TEOTWAWKI (An Original Novel - Episode 86)




Divestiture of Literature


“You’re here early.” Sam said the next morning when I walked into the break room. Usually Sam got to work before the short bus arrived and had already finished his first cup of coffee when I got there. Not today.

“I moved closer to work,” I told him, “the old place was running out of room for bookshelves.”

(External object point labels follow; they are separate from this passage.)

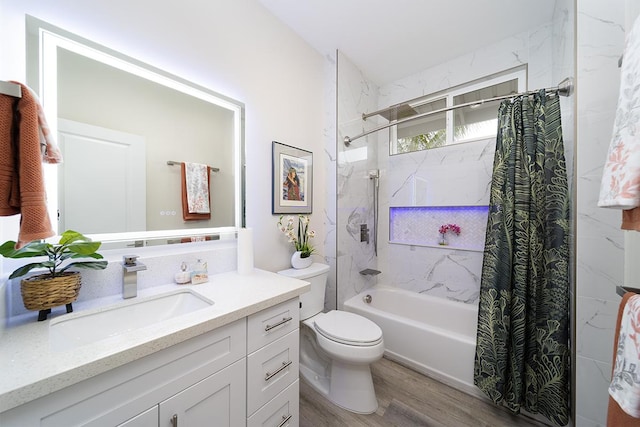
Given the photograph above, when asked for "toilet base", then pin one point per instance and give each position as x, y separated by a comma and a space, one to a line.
349, 387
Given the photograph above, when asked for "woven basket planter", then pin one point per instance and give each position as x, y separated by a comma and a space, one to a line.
43, 292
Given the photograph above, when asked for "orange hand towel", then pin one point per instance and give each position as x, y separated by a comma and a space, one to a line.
22, 189
187, 212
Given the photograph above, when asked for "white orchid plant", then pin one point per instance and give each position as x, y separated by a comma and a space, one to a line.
300, 237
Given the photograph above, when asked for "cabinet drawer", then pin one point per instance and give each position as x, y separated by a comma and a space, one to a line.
272, 323
282, 411
271, 369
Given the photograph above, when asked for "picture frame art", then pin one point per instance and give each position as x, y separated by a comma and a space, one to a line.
292, 179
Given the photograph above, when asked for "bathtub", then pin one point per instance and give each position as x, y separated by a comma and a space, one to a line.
434, 336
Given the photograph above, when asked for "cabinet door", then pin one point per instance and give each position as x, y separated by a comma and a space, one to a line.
218, 400
148, 418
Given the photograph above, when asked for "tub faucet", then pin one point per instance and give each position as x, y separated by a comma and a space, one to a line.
130, 275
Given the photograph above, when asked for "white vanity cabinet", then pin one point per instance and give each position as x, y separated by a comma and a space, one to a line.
272, 366
204, 376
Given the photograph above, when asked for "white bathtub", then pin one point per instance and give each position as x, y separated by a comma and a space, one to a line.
432, 335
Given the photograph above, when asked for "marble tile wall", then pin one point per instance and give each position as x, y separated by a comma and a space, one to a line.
356, 95
454, 176
330, 220
600, 242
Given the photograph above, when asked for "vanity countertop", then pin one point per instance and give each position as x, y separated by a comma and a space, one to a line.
31, 369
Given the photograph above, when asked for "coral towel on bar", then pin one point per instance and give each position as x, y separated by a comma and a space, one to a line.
625, 381
22, 189
620, 186
195, 191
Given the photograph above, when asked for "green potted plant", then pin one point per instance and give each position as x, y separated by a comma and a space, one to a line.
57, 286
301, 258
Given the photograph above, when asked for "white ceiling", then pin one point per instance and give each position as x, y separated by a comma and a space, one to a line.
391, 39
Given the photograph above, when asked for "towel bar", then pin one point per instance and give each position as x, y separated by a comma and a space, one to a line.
621, 290
173, 163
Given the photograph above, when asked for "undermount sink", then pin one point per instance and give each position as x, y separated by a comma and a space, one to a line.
80, 329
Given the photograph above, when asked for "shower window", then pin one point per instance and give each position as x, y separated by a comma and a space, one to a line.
454, 126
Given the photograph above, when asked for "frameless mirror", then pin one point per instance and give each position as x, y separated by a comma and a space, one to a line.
124, 129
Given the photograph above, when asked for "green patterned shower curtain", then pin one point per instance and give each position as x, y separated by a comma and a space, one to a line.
522, 354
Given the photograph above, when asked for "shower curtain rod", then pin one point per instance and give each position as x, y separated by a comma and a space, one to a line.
564, 88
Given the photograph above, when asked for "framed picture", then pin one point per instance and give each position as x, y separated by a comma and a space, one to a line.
292, 175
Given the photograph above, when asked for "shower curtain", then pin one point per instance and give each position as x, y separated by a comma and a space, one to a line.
522, 354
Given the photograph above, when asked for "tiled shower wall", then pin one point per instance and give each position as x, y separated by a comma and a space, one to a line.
600, 243
453, 176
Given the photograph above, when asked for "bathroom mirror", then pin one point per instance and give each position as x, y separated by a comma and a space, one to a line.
124, 128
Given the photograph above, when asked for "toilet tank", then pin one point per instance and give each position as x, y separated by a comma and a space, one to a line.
312, 302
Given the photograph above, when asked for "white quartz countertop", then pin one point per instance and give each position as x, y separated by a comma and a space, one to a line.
30, 368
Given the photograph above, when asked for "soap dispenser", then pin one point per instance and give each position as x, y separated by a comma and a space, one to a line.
199, 273
183, 276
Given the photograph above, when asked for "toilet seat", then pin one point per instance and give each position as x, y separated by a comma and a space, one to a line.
348, 328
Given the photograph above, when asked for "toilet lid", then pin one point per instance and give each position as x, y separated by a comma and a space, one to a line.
348, 328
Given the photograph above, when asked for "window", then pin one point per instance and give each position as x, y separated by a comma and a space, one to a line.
456, 125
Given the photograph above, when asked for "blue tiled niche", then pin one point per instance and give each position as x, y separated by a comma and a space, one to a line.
419, 225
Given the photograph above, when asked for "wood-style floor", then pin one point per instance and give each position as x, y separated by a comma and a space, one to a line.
407, 398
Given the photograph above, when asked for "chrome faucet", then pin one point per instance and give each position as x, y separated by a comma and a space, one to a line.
130, 275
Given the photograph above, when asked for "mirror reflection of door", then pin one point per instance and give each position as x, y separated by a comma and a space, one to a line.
103, 179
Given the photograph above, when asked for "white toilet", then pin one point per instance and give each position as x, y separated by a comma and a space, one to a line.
336, 348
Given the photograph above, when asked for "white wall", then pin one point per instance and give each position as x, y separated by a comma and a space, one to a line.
233, 47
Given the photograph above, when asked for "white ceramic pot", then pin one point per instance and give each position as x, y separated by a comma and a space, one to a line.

“That makes sense.” Sam said. “I guess.”

Sam wasn’t fooled for a second. He knew that most of the plant employees now lived in the same building that they worked in, just as he knew that I did now. In fact he’d help make it happen.

The economy of River City began to improve. Technology advanced. Moore's law continued to not be broken. The Internet grew like a bad yeast infection.

I decided to move onto a barge.

I wasn’t all that happy with all the new people moving into the old factory with me, I liked my privacy. Now that I had been evicted once, I didn’t see any reason to allow that to happen again. In order to prevent it, should the danger ever arise, I’d decided to find a home that was mobile. The re-purposed factory building that I was now living in was adjacent to a river. Some time earlier I’d noticed that there were a number of old barges tied up along the shore. I had Elvira investigate them. I watched through her eyes as she scoped them all out. More than half of the barges were now occupied by industrious squatters just like me. Some were very good carpenters and innovators...some...not so much.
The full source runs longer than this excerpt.